One of the things beginner photographers find most difficult about a program like Lightroom is just getting started. Adobe’s image editor and processor is so powerful, it’s often hard to know where to begin with Lightroom.
A good place to start is the below tutorial from landscape photographer Nigel Danson who explains seven simple Lightroom tips he feels every beginner photographer should know.
“Editing your RAW photos is a key stage of photography,” Danson says. “It is your chance to create something special from that moment you captured. These are some key tips I wish I knew when I started using Lightroom.”
Here’s a rundown of Danson’s seven simple Lightroom tips with time-stamps on where to find them in the video at the bottom of this post. If you want more help with Lightroom, you should also check out this free 25-minute tutorial covering more of the basics.
#1 Understand Your RAW File (1:08)
“First just understand your image’s capabilities,” Danson explains. “Understand the luminosity, brightness levels, the shadows, and the highlights of your image. Then you’ll know how much you can do with it in Lightroom.”
#2 Contrast Does More (3:48)
“How much do you think you know about contrast? So, we all probably know that contrast increases the difference between the light and the shadow tones. But the other thing you might not know is that contrast increases saturation.”
#3 Local Not Global (7:05)
“Don’t just do things globally but do things locally. The majority of the adjustments I make to my image are local adjustments.”
#4 Nothing Is Lost (9:08)
“Details are never lost in Lightroom. When you make something bright, or you overexpose something in your image you can bring it back. The RAW file in the background is retaining that information.

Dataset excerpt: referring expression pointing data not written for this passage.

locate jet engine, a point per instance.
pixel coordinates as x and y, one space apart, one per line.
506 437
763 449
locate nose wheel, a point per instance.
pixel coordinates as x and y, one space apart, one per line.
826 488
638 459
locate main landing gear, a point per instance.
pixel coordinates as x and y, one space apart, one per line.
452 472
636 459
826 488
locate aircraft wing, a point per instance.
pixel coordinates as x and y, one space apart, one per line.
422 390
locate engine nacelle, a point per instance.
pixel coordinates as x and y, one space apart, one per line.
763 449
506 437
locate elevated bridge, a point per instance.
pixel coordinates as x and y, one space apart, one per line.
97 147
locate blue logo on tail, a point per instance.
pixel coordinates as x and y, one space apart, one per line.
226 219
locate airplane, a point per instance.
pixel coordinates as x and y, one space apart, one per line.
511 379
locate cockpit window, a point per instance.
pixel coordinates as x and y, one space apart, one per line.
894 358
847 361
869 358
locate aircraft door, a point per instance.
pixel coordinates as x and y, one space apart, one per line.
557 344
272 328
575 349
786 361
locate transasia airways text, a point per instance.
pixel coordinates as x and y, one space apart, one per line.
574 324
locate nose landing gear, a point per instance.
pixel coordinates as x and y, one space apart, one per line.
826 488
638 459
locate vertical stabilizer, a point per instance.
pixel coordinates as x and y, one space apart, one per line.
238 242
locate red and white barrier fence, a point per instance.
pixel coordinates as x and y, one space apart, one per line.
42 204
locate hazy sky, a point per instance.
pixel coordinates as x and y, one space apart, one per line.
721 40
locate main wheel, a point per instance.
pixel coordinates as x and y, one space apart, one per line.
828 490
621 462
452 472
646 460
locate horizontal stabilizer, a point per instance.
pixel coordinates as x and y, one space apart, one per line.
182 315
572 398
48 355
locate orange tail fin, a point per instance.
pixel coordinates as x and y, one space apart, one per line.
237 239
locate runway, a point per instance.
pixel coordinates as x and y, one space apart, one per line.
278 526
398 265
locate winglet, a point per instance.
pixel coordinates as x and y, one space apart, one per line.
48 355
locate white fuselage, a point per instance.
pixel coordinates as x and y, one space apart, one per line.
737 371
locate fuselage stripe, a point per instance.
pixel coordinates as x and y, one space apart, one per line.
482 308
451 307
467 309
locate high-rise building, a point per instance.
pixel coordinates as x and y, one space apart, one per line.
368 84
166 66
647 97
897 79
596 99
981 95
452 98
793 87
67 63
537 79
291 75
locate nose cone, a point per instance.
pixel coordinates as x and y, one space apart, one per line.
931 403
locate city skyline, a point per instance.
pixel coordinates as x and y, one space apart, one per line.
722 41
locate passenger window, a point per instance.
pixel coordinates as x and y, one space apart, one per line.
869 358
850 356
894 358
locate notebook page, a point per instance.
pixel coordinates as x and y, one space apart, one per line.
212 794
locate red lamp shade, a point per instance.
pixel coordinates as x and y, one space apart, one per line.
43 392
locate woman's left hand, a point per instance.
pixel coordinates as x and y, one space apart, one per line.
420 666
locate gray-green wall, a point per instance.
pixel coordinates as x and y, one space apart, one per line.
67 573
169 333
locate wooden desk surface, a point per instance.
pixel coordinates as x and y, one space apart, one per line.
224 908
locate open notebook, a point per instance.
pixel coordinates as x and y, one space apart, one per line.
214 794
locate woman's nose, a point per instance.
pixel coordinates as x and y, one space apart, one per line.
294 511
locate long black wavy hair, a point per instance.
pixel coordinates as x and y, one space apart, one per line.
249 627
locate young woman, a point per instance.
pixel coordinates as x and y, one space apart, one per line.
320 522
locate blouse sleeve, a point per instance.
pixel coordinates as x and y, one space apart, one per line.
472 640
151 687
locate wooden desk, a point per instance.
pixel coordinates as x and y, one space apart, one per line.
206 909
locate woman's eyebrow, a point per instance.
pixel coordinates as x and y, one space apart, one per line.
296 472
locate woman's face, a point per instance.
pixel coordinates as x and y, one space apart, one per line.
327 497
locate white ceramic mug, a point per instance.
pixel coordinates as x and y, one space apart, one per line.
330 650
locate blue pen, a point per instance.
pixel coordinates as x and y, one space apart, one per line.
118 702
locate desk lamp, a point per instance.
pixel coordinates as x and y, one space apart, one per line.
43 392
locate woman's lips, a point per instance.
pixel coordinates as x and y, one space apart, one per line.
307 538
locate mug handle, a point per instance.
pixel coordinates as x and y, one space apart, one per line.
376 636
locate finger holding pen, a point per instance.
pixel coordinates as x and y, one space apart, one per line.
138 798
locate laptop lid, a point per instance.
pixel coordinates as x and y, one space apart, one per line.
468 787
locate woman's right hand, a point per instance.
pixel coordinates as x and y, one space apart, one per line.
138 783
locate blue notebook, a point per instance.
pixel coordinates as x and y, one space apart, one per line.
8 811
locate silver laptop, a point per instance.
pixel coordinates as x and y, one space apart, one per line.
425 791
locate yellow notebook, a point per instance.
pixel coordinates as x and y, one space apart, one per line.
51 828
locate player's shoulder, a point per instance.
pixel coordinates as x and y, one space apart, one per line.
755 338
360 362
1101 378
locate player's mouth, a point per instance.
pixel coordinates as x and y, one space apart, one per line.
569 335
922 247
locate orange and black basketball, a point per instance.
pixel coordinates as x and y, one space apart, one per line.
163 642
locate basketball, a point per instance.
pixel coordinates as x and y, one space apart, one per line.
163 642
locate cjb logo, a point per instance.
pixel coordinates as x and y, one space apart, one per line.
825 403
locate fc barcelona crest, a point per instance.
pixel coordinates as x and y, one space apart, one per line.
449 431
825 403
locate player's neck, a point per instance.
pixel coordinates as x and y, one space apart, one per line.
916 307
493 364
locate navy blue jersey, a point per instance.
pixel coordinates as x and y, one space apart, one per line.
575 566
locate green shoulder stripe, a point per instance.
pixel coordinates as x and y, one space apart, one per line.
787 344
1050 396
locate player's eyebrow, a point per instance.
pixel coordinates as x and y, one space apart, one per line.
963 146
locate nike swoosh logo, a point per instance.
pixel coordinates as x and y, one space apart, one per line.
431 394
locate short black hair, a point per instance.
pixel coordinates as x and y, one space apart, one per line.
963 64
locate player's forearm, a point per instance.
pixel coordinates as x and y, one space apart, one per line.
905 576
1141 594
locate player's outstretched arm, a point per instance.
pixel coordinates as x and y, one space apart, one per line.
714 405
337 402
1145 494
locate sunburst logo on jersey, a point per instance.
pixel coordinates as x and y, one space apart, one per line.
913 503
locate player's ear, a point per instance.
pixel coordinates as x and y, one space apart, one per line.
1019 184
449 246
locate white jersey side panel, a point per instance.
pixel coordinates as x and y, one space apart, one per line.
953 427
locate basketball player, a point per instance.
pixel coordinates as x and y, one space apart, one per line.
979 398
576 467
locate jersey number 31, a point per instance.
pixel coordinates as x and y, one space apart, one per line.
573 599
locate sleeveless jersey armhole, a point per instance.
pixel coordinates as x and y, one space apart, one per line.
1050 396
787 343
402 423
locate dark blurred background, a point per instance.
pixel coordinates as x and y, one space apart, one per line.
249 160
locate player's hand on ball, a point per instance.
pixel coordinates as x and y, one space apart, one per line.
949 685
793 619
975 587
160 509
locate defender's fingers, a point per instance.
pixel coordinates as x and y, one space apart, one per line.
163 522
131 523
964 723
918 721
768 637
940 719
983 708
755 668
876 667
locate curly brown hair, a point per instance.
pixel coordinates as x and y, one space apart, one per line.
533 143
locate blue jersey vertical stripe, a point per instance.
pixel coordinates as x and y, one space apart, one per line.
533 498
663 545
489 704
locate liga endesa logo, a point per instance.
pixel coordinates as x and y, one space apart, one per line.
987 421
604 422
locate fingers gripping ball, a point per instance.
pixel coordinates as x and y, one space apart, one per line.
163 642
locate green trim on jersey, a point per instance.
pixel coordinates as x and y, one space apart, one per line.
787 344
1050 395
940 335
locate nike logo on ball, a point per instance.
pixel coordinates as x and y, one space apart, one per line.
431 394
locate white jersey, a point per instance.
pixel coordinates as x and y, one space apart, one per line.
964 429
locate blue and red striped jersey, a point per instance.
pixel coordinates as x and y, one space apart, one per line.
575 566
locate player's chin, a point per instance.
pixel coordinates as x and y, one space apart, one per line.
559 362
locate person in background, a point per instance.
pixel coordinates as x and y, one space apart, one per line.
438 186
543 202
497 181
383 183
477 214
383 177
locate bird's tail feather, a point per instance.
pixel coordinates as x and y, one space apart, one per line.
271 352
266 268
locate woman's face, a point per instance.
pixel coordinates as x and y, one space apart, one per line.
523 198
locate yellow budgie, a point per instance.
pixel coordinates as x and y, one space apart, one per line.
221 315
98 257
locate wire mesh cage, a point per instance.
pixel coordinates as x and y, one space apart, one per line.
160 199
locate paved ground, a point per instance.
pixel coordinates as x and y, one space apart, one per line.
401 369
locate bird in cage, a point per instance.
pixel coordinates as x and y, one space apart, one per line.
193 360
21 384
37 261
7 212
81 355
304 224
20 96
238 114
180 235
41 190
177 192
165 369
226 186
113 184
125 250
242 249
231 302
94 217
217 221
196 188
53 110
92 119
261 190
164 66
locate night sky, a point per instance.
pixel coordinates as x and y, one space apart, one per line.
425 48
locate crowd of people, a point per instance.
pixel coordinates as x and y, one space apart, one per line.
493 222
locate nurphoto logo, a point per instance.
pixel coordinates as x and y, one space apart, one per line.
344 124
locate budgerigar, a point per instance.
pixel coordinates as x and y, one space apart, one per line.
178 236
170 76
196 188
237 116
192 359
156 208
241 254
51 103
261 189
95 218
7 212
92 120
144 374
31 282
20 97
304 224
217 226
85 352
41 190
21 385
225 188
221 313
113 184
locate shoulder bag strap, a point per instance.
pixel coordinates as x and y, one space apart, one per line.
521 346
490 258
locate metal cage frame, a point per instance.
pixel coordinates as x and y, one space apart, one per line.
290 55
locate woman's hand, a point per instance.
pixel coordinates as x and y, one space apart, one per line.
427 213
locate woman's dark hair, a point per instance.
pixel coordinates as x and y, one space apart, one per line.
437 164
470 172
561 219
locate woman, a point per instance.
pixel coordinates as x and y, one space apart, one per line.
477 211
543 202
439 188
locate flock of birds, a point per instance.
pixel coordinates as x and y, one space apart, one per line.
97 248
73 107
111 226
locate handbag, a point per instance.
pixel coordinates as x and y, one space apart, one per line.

You’re never doing any destructive editing”
#5 HDR Is Your Friend (10:40)
“HDR is this thing that in photographer people used to associate with really horrible looking images where they made the sky, and the land all have the same luminosity levels and they all just looked awful. But actually in photography creating a high dynamic range is really useful.”
#6 Negative Clarity (15:43)
“The clarity and dehaze sliders are sliders that people tend to use to make their image look better. And it’s a really good way of making something have a bit of punch. But they’re also really useful for reducing the clarity or reducing the dehaze because you can do really nice, ethereal, painterly photos with them.”
#7 Fine Control of Saturation (19:10)
“There’s a real temptation to just add more saturation to an image. But what I do on most of my images is fine tune the saturation. So rather than adjusting the saturation globally, I control the saturation on a color basis.”